Tuesday, June 01, 2010

On-Line Floricanto: Poets Respond to Arizona Racists

June 1 Poets Respond to Arizona

1. "Invocación al Sol" by Maria del Carmen Cifuentes
2. "The Ghost Dance" by Hedy Treviño
3. "I Am From Two Different Homes" by Itzie Alarcón
4. "La regla de los ladrones / The Law of Thieves" by Avotcja
5. "Scavenger Dreams" by Jeanette Iskat de Aldana
6. "Hierba Loca: The Children of Aztlan" by Lorenzo Herrera y Lozano
7. "Three-Ten to Tule" (Mixtek, Spanish, English) by Octaviano Merecias-Cuevaso

1. "Invocación al Sol" by Maria del Carmen Cifuentes

invocación al sol

arizona-coral, the rocks, tenacious, we face uplifted toward our ancestors’ spirits;
amethyst, the furled ravines, deepened witness of our grounded stance;
brown, the wrinkled earthen flesh, crackling under solar touch.

tonatiuh, we are yours
ya'áí, we are yours
taawa, we are yours
inya, we are yours
somos hijos del sol

crispened ivory, the strains of our history herniated by stampedes in the pursuit of—
somber, the starred manta upon our shoulders settles to ease the rupturing borders;
musky, the prominence of sweat evaporates in the drought of others.

than, tuyos somos
‘anya, tuyos somos
tavaci, tuyos somos
gui, tuyos somos
we are children of the sun

from the hours gardening their dreams, green, my nopal palms;
and magenta, now, its flowering, resolute, along my vessels overflows:
my soul shall be released from the venom their infection seeks to mold.
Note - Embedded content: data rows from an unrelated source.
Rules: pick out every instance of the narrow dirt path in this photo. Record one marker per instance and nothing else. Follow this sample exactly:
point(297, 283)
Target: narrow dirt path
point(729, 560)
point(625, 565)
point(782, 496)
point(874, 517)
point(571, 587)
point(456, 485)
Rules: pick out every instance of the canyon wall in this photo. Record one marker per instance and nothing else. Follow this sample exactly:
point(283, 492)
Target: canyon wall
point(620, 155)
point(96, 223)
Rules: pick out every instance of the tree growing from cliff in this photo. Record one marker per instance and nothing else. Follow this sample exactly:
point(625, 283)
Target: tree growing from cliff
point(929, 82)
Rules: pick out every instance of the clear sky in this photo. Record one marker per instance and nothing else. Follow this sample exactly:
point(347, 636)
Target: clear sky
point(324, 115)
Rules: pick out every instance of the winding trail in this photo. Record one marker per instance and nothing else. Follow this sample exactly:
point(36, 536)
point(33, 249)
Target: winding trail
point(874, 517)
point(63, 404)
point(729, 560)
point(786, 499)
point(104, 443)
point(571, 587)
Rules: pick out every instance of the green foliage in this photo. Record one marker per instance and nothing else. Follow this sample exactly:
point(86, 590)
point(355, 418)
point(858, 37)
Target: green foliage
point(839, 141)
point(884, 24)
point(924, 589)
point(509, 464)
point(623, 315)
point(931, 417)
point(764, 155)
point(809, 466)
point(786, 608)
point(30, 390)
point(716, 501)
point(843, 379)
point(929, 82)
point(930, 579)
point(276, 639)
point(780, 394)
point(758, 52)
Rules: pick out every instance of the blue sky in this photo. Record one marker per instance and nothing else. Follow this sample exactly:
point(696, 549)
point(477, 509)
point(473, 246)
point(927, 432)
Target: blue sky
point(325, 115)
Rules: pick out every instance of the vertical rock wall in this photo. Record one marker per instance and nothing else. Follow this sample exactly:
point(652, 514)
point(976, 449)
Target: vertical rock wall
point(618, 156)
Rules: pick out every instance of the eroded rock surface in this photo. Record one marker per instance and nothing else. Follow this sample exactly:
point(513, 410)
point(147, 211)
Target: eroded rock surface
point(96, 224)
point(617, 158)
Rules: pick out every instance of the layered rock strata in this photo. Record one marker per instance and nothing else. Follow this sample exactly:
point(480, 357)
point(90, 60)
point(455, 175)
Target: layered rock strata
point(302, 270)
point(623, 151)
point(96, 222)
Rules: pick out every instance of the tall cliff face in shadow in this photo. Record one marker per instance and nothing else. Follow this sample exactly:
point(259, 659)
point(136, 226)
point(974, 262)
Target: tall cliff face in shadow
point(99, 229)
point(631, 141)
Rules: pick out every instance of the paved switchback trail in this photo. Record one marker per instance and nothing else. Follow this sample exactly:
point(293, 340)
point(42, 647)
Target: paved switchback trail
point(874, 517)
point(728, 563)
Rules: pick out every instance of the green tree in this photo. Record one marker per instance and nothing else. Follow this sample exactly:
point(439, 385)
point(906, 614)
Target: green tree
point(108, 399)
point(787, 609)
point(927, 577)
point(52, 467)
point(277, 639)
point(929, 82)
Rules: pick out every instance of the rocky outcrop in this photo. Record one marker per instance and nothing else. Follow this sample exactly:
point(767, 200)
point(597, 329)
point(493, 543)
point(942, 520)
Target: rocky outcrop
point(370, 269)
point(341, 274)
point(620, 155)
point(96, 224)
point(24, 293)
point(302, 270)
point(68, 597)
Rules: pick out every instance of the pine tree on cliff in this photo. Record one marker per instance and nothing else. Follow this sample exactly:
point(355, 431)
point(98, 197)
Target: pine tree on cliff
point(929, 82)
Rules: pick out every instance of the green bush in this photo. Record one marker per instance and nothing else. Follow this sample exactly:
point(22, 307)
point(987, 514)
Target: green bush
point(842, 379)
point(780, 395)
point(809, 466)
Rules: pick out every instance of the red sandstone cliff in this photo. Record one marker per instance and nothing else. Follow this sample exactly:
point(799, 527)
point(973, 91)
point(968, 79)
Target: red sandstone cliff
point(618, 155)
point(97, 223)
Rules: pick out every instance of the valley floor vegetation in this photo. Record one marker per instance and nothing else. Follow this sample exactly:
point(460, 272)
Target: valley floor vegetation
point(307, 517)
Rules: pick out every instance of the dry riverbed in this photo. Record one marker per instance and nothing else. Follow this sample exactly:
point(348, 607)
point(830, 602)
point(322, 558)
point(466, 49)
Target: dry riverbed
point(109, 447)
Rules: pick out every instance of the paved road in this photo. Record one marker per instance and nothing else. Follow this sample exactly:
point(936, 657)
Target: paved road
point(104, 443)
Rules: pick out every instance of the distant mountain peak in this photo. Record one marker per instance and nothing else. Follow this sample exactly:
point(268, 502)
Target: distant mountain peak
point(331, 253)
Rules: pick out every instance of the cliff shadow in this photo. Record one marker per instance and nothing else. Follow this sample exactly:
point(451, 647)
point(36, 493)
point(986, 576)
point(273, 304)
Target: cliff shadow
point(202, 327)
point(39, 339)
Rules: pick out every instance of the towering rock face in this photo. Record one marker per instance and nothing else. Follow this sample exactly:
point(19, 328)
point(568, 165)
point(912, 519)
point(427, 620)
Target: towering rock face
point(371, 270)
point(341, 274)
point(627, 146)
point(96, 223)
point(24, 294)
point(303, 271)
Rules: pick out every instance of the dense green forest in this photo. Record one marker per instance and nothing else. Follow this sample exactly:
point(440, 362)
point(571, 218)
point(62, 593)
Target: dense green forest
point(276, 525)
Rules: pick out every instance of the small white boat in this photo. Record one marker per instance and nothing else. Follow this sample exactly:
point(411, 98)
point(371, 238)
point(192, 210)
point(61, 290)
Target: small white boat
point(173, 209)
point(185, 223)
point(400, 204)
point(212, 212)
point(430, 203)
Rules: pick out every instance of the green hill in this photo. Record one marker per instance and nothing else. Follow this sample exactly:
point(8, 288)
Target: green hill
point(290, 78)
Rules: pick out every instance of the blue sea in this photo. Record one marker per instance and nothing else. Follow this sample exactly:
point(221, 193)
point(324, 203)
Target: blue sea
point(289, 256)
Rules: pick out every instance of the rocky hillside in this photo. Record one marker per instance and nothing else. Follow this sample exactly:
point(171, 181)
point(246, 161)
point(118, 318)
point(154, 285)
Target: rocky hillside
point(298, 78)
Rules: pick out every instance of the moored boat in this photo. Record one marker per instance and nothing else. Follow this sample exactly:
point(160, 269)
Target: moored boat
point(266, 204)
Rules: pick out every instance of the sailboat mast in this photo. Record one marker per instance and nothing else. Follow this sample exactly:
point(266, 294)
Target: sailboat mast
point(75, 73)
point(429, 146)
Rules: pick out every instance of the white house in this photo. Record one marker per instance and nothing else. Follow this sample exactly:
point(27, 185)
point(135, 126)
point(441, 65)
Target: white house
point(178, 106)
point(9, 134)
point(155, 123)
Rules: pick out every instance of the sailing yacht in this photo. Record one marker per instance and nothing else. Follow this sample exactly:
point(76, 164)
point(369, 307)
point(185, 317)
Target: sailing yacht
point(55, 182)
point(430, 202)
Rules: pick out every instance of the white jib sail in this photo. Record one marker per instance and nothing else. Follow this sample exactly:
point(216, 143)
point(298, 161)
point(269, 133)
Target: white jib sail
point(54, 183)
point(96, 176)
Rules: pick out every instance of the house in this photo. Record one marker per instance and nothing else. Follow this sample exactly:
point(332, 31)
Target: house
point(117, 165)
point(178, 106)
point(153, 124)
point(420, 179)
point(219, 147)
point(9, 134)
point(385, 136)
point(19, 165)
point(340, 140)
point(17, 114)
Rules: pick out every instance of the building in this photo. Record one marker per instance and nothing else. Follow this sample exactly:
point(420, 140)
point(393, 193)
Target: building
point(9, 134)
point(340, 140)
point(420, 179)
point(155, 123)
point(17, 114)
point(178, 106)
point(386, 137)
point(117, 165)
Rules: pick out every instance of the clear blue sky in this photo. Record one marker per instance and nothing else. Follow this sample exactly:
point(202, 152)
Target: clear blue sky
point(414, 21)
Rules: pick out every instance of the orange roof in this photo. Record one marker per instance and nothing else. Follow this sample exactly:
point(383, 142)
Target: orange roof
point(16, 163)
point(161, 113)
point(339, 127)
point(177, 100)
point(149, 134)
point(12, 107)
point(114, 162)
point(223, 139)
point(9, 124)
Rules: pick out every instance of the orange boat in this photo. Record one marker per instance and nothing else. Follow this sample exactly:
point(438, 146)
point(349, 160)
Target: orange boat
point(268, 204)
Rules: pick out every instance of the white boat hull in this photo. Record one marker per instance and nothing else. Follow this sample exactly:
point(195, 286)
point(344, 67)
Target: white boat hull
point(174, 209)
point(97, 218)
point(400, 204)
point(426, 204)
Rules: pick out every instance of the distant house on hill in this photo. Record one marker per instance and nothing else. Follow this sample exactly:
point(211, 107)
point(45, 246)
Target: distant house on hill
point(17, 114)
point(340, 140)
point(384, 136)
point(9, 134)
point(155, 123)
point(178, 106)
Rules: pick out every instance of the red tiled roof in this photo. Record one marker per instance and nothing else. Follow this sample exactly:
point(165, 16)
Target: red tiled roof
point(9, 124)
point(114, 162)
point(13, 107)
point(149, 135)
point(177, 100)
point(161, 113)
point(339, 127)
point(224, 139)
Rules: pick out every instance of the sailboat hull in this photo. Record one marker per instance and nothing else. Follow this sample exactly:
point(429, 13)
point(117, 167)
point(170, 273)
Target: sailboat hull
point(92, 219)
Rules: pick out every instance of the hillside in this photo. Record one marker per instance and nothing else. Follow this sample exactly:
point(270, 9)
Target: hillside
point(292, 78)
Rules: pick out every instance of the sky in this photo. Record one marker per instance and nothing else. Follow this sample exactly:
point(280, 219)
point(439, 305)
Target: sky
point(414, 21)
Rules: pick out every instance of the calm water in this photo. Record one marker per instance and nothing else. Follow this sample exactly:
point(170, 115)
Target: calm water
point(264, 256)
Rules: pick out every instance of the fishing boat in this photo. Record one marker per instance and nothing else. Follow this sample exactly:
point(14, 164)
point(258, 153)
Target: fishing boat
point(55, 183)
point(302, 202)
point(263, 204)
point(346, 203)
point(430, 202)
yaqui, ndikandii, shá, giizis, kìsiz, k’in, anchü, inti…
somos tuyos, somos tuyos

¡cuidado! this prickly pear heart in my grasp resounds—
it bursts the bounds of penned thorns, consumes the irons branding.
my children vein this arid terrain in the succulence of mixed languages;
through us, this maize land of bronze breathes;
red as the clay, golden as the sun we are nascent.

Sun invoked in Nahuatl, Western Apache, Hopi, Maricopa, Tewa, Mohave, Ute, Triqui, Taa’a, Mixteco, Navajo, Ojibwe, Algonquin, Maya, Mapuche, Kichwa…

2. "The Ghost Dance" by Hedy Treviño


By Hedy Treviño

Boots at the door, ya vienen por allí. With baton in hand the sound of metal crashed thru the door. Ya vienen for allí. But we fear not the tempest for we know this journey well a long long time ago as we stood by the shore and we welcomed our own destiny in 1519 the year of reed 1 remember, but here we are, look, here we are, forever more.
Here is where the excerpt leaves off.